The Bill provides for a legislative framework for the protection of whistleblowers in all sectors of the economy.
Minister for Public Expenditure and Reform Brendan Howlin said it addressed a significant gap in Ireland’s legal framework for combating corruption.
“Workers can now raise concerns regarding potential wrongdoing that has come to their attention in the workplace in the knowledge that they can avail of significant employment and other protections if they are penalised by their employer or suffer any detriment for doing so,” he said.

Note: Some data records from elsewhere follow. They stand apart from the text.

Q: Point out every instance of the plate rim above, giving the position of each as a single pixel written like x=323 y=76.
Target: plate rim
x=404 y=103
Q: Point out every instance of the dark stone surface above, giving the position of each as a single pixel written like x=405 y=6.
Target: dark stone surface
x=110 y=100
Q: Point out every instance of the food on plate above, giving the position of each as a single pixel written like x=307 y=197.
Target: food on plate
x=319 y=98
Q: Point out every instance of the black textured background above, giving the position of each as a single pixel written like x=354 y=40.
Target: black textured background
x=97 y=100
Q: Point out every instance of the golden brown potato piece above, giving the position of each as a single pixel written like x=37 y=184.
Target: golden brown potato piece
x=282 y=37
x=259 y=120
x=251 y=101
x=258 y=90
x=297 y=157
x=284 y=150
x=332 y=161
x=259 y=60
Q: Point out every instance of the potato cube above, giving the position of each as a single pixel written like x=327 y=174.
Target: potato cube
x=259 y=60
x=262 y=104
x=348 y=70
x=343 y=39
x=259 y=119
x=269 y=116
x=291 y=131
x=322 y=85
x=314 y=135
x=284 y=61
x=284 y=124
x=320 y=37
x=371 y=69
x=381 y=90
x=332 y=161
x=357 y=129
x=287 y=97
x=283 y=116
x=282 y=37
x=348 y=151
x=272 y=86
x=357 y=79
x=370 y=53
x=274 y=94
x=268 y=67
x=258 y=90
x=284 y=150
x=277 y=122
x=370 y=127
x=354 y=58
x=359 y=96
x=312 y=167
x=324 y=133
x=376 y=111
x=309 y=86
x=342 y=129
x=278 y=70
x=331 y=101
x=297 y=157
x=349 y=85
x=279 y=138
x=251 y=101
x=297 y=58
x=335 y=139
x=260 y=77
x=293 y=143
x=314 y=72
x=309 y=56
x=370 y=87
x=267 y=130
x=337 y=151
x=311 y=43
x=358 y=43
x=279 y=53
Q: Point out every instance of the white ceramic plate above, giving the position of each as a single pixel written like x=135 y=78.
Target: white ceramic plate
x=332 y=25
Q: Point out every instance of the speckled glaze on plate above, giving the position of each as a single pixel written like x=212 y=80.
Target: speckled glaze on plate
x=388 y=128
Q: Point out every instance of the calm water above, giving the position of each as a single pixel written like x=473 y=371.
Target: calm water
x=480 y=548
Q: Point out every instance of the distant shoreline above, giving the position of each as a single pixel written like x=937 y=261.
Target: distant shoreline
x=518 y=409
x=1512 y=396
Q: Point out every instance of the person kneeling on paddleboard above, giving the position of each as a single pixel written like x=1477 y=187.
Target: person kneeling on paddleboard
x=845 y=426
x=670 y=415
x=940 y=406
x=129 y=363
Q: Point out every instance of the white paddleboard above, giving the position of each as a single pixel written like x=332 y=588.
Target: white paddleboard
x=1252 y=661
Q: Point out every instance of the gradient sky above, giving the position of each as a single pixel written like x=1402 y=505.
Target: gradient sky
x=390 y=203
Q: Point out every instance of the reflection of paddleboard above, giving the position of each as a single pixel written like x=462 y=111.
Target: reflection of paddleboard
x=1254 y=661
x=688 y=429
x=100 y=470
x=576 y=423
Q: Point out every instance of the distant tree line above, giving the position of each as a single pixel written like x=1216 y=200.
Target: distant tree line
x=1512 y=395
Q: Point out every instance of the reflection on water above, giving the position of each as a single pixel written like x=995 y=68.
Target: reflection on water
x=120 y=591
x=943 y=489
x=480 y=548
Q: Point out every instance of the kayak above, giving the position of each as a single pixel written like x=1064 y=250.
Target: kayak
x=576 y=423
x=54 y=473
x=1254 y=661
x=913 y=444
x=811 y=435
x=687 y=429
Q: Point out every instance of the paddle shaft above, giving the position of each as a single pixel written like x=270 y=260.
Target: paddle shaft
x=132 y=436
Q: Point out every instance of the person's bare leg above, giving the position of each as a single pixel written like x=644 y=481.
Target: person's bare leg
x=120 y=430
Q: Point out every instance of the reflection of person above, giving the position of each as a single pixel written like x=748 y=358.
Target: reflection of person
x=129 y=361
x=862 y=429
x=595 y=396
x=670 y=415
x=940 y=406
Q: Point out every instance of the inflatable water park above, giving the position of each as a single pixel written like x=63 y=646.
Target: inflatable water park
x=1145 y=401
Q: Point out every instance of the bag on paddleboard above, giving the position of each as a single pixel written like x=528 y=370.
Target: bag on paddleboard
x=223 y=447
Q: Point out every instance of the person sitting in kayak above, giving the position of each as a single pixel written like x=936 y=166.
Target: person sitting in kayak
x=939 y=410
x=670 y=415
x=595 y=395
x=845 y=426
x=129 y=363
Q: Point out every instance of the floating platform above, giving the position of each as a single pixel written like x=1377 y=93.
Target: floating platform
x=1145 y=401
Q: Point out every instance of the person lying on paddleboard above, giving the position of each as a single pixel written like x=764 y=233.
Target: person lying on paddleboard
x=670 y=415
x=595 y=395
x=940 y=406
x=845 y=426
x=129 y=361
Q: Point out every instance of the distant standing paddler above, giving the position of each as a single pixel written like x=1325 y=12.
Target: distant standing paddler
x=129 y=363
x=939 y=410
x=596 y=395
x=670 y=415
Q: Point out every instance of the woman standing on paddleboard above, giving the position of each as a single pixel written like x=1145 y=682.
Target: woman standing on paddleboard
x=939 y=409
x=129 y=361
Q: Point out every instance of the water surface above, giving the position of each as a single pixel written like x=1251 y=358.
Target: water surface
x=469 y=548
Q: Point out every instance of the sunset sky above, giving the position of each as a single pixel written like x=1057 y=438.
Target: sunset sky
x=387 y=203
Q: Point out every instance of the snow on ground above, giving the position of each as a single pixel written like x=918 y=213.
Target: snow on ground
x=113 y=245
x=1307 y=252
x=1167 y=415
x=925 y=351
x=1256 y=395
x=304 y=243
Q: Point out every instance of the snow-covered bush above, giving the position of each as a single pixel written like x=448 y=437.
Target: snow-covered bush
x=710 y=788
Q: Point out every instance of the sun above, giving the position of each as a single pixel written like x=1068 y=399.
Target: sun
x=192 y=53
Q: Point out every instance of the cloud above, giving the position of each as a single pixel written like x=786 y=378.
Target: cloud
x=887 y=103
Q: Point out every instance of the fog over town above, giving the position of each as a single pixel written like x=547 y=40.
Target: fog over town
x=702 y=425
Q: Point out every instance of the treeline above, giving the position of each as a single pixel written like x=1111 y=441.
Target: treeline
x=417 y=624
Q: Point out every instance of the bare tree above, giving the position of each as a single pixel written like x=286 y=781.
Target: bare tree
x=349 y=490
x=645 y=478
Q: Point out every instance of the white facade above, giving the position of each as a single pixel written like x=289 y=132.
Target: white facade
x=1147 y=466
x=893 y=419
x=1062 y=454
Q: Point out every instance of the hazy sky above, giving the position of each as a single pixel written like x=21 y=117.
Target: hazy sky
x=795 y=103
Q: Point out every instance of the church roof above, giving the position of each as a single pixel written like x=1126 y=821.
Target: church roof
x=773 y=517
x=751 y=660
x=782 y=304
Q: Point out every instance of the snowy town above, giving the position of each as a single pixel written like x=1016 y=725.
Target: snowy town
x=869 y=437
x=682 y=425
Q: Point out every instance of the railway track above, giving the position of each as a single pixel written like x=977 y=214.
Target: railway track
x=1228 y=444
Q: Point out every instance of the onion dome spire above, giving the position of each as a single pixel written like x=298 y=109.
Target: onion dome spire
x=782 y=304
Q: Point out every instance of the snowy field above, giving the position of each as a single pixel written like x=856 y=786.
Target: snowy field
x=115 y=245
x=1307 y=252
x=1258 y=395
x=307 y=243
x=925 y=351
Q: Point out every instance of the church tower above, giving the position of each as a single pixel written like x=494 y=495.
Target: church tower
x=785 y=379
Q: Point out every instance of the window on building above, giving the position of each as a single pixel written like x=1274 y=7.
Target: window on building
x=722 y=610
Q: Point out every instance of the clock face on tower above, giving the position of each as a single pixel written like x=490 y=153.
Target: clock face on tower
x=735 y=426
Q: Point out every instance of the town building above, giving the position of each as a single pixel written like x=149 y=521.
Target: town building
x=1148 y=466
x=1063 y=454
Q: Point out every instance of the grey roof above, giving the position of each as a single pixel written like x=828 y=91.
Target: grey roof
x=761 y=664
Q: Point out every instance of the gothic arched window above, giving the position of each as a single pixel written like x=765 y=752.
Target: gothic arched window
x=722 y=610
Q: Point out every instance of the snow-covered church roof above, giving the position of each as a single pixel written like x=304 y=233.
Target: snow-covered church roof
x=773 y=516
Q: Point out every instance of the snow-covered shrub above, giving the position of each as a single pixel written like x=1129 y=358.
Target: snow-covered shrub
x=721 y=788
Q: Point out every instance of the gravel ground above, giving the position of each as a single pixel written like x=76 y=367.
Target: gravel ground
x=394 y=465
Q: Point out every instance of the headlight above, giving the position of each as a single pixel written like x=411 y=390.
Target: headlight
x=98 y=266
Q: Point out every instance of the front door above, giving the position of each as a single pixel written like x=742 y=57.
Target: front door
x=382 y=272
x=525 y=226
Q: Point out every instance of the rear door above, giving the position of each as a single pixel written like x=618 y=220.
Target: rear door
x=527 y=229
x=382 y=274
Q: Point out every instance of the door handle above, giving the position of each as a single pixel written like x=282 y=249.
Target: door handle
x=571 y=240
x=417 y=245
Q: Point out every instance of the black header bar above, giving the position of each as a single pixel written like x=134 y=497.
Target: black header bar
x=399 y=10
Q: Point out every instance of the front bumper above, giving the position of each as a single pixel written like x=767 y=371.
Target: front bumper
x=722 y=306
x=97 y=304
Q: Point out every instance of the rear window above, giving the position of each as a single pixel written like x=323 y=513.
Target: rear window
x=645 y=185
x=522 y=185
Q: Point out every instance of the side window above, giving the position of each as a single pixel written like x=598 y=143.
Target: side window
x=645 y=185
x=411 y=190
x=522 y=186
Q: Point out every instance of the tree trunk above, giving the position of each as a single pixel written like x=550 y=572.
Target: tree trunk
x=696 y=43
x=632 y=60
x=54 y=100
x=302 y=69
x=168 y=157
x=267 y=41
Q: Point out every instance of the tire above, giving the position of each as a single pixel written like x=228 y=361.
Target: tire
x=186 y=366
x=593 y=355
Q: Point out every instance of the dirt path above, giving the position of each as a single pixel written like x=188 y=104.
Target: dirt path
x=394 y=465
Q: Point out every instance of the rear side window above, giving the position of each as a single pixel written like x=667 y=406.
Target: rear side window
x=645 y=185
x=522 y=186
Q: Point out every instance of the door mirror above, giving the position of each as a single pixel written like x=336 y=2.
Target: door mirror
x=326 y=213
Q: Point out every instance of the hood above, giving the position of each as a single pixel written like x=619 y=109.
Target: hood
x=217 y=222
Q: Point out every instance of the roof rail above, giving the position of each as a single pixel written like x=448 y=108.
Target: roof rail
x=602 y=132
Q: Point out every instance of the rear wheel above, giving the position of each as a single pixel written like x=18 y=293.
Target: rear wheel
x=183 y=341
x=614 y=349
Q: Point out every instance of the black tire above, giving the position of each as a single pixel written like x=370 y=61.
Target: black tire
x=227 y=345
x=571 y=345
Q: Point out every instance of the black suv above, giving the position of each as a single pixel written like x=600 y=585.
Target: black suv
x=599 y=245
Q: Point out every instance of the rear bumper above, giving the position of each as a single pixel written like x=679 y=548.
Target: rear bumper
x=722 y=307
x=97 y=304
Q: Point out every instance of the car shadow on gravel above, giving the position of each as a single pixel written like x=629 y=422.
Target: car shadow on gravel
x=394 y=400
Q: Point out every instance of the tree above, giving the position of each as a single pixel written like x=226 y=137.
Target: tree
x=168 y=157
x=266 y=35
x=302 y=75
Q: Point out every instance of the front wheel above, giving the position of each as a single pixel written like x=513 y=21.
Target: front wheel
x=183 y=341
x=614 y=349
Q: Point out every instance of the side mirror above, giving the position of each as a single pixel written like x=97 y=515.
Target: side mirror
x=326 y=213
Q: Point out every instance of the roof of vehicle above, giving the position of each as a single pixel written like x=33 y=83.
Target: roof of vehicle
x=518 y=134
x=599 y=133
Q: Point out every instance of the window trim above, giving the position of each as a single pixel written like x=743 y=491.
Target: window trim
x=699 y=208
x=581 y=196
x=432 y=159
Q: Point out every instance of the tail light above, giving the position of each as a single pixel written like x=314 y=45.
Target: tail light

“The publication of the Protected Disclosure Bill and its planned enactment in the autumn should instil all workers with confidence that should they ever need to take that decisive step and speak-up on concerns that they have about possible misconduct in the workplace, they will find that society values their actions as entirely legitimate, appropriate and in the public interest.”
Provisions of the Bill
- Whistleblowers who lose their jobs as a result of disclosure of information would be covered under the Unfair Dismissals Act 1997
- Where a whistleblower or a member of his or her family are coerced, intimidated, harassed, discriminated against or otherwise adversely treated the legislation provides for a right of action in tort
- The safeguards apply to contractors, agency staff and trainees as well as employees
- Whistleblowers will benefit from civil immunity from actions for damages and a qualified privilege under defamation law
- Special arrangements will apply to disclosures relating to law enforcement matters and to disclosures that could adversely affect Ireland’s security, defence or international relations
John Devitt, of anti-corruption agency Transparency International Ireland, welcomed the Bill, saying that it was high time that whistleblowers enjoyed the protection of the law for acting in the public interest.
“This could be a very important step both in fighting corruption and promoting higher ethical standards in business and in the public service,” he said. “The Bill should help create an environment in which workers in most categories can speak up without undue fear of retaliation.”
Mr Devitt said a “key innovation” was the provision for a new tort for whistleblowers and their families: “Family members and their colleagues as well as whistleblowers themselves can seek redress through the civil courts and that’s important because we’ve encountered cases where family members of whistleblowers have suffered because of the disclosure.”
He also welcomed the protection afforded to contractors, trainees and agency staff and the provision that all staff would be protected from their first day in employment:
“We know from experience a s well that new employees are more likely to report wrongdoing...This legislation will afford them safeguards from day one.”